What to see in Corfu: A Gem In The Adriatic
Corfu or Kerkyra as it is known locally (from Greek mythology, a water nymph that Poseidon fell in love with): is very different from the other islands of the Mediterranean.
Corfu has been controlled by many foreign powers, notably the Venetians and the British; making it one of the most interesting and varied Greek Islands that has attracted travellers for at least 130 years. Today it is often overlooked by many in favour of places like Santorini or Mykonos. The fact is that Greece is a nation of islands, each with own special identity, and Corfu is no exception.
It is a popular holiday destination for both the independent traveller and package tourist. The independent traveller heads for the north east corner probably staying in one of the many luxurious villas. The package tourist has a huge choice of beach resort hotels and apartments to suit all pockets and these can be found throughout on the north, west and east coasts.
The capital of the island, Corfu town, is where most people will arrive, and here you can see many traces of the island’s former occupants. Many buildings from the British and French remain intact as well as 2 huge forts and the16th century Áyios Spyrídhon church.
Much of Corfu Town was flattened by the Germans in World War II, but the city was rebuilt restoring much of the classic architecture. It is an easy place to spend a few days, with lots of interesting things to see.
You should start out by exploring the historic center, the area enclosed by the Old Port and the two forts. Within this area are several small districts: Campiello, Kofinéta and Áyii Apóstoli. This part of town is much more interesting then the new town, for here you’ll find narrow and winding alleyways concealing some of Corfu’s most beautiful architecture.
But be warned. As the island’s major port of entry by ferry or plane, Corfu Town can get packed in summer. A great place to spend a few days, but there is so much more on this island.
Kavos is the island’s party town about 30 miles south of Corfu town and the airport. This is where the majority of the young package tourist end up and it is definitely the place to be if you are looking for wild nightlife.
During the day, Kavos feels like a sleepy relaxed town. There is more than enough room to sunbath along it’s one and a half mile of beach. Look anywhere along the beachfront to arrange scuba diving trips, sailing and speed boat rides, but it is in the evenings that Kavos really gets going.
Although many shops and restaurants open for a few hours mid-day, by evening everything is open and running full steam. It is a busy and crazy town, with countless bars and clubs. And the partying goes well on into the night.
The island has much more to offer than endless nightlife though: there are riding stables, sleepy villages still to explore and old castles to wander into. Some of the most beautiful mountain villages, where time appears to have stood still are: Pelekas, Perivoli, Peroulades,Sinarades, Sartilas, Epiiskepsi, Strinilas, Magoulades and Gastouri.
For the adventurous, the well marked Corfu Trail is an option but be aware that walking the entire length of this course will take anywhere from 8-10 days; It’s 137 miles from one end of the island to the other.
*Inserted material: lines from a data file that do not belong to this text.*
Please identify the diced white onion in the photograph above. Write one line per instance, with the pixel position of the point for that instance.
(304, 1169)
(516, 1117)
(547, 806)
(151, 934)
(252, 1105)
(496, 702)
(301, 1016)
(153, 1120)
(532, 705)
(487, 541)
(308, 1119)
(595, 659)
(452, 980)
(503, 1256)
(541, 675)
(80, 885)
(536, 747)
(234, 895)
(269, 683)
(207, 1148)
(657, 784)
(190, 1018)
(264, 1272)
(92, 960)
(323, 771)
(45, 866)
It is possible to walk just short sections of the trail, but if you decide to go the whole route you’ll find every type of landscape the island has, from lagoons to the mountain views. It is a good idea to avoid taking this trek in summer, as the daytime temperature can get quite high. You can find more information about this incredible journey here.
For those that don’t have 10 days to wander around the island there is plenty more on offer…
The fascinating village of Paleá (Old) Períthia is nestled in a hollow on the north slope of Mt Pandokrátor. This Venetian-era village was completely abandoned in the 60s which left something of a medieval time-capsule. In the late 90s it was sort of rediscovered and now has “ World Heritage” accreditation; it attracts both travellers and people looking to restore one of the old buildings. Paleá Períthia is on the Corfu Trail and in recent years can now be easily reached by car.
The Theotókou monastery in Paleokastrítsa is another place worth a visit. It is easy to get to, as it is on the tour-coach circuit, but you’ll be rewarded if you make an overnight stay as it is a completely different place when the tourists have left for the day.
The town itself has some of Corfu’s most beautiful beaches nestled in little coves with crystal clear seas but most people come here to see the 13 century monastery. Sitting atop the mountain above the town, it has stunning views and interesting artifacts.
Probably one of the best day trips you can take in Corfu is to Ágii Saránda in nearby Albania. Until recently, it was not all that easy to visit here.
Near this town are the Roman ruins of Butrint. Built in 31 BC, the city was abandoned in the middle ages after an earthquake flooded most of the city. There are an incredible amount of ruins here in very good condition, as they have seen less tourism than much of the other Roman ruins. There are aqueducts, Roman baths and forums, and it´s easy to arrange a day trip through Ionian Cruises.
But you don’t have to leave Corfu if you want to find traces of ancient civilizations. Palaiopolis is located near Mon Repo and was the ancient agora of Corfu and while not as well preserved as Ágii Saránda, it is still worth a visit.
Only discovered during the Napoleonic wars, the Temple of Artemis was built around 580 BC in the ancient city of Korkyra, in what is now known as Garitsa. The temple was a sanctuary dedicated to Artemis. Walking through this ancient place is quite humbling.
There is no shortage of things to see and do on the island, and you will find some amazing uncrowded places if you can manage to pull yourself away from the beach.